[81741] in North American Network Operators' Group
Re: ISP phishing
daemon@ATHENA.MIT.EDU (Brad Knowles)
Tue Jun 28 17:36:05 2005
In-Reply-To: <1119993440.7116.88.camel@localhost.localdomain>
Date: Tue, 28 Jun 2005 16:35:30 -0500
To: Mark Tombaugh <mtombaugh@alliedcc.com>
From: Brad Knowles <brad@stop.mail-abuse.org>
Cc: nanog@merit.edu, Robert Boyle <robert@tellurian.com>
Errors-To: owner-nanog@merit.edu
At 5:17 PM -0400 2005-06-28, Mark Tombaugh wrote:
> On Thu, 2005-06-23 at 09:54 -0400, Robert Boyle wrote:
>> we enabled a global rule which blocks
>> any email from accounts such as billing, root, postmaster, antivirus,
>> abuse, security, etc. which don't originate from our management IP space
>> where our people work. As a result, we have stopped these phishing scams
>> for our users dead in their tracks.
>
> You sound so sure about that... Am I missing something?
Yes. Any billing, root, postmaster, etc... messages that claim
to be from his system have to be generated from their management IP
space. You may be able to phish their customers by sending them
bogus messages of this sort that claim to be from other sites or
facilities, but you won't be able to phish his customers by sending
them messages like this that claim to be from his system.

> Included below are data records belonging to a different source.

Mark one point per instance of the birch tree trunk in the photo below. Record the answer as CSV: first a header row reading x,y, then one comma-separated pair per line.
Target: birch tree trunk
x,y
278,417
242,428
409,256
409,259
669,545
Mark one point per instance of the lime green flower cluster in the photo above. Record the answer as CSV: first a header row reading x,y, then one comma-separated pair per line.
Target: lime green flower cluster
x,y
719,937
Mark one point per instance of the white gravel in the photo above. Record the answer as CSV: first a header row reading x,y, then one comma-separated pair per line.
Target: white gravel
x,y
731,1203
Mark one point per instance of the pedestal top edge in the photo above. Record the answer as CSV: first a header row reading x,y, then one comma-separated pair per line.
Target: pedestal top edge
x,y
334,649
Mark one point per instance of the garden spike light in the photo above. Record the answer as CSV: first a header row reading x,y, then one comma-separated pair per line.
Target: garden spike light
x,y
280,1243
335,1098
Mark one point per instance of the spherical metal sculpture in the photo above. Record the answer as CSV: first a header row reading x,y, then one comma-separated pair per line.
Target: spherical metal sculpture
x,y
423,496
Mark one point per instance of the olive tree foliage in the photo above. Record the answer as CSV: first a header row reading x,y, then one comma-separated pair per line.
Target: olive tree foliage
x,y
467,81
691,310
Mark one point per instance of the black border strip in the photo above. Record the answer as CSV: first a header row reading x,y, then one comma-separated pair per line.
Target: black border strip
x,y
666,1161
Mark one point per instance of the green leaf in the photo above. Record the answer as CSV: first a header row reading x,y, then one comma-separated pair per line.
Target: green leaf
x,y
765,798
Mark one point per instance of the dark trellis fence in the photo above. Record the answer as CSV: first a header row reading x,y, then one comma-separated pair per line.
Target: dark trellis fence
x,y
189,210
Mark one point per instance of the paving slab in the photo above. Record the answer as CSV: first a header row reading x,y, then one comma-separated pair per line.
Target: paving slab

I applaud his move, and wish more groups did the same.
I recently got hit by a wave of phishing attempts from my own
ISP. Unfortunately, the ISP in question refuses to interact with
their customers via any method but the web, although they do send out
their own notices by e-mail. Of course, none of those accounts will
accept bounces or e-mail replies, which is why they're rightfully on
the rfc-ignorant black list, among many others.
Fortunately for me, all the phishing attempts were pretty stupid,
and failed because they relied too much on Windows-specific attacks,
Windows-specific MUAs, etc....
--
Brad Knowles, <brad@stop.mail-abuse.org>
"Those who would give up essential Liberty, to purchase a little
temporary Safety, deserve neither Liberty nor Safety."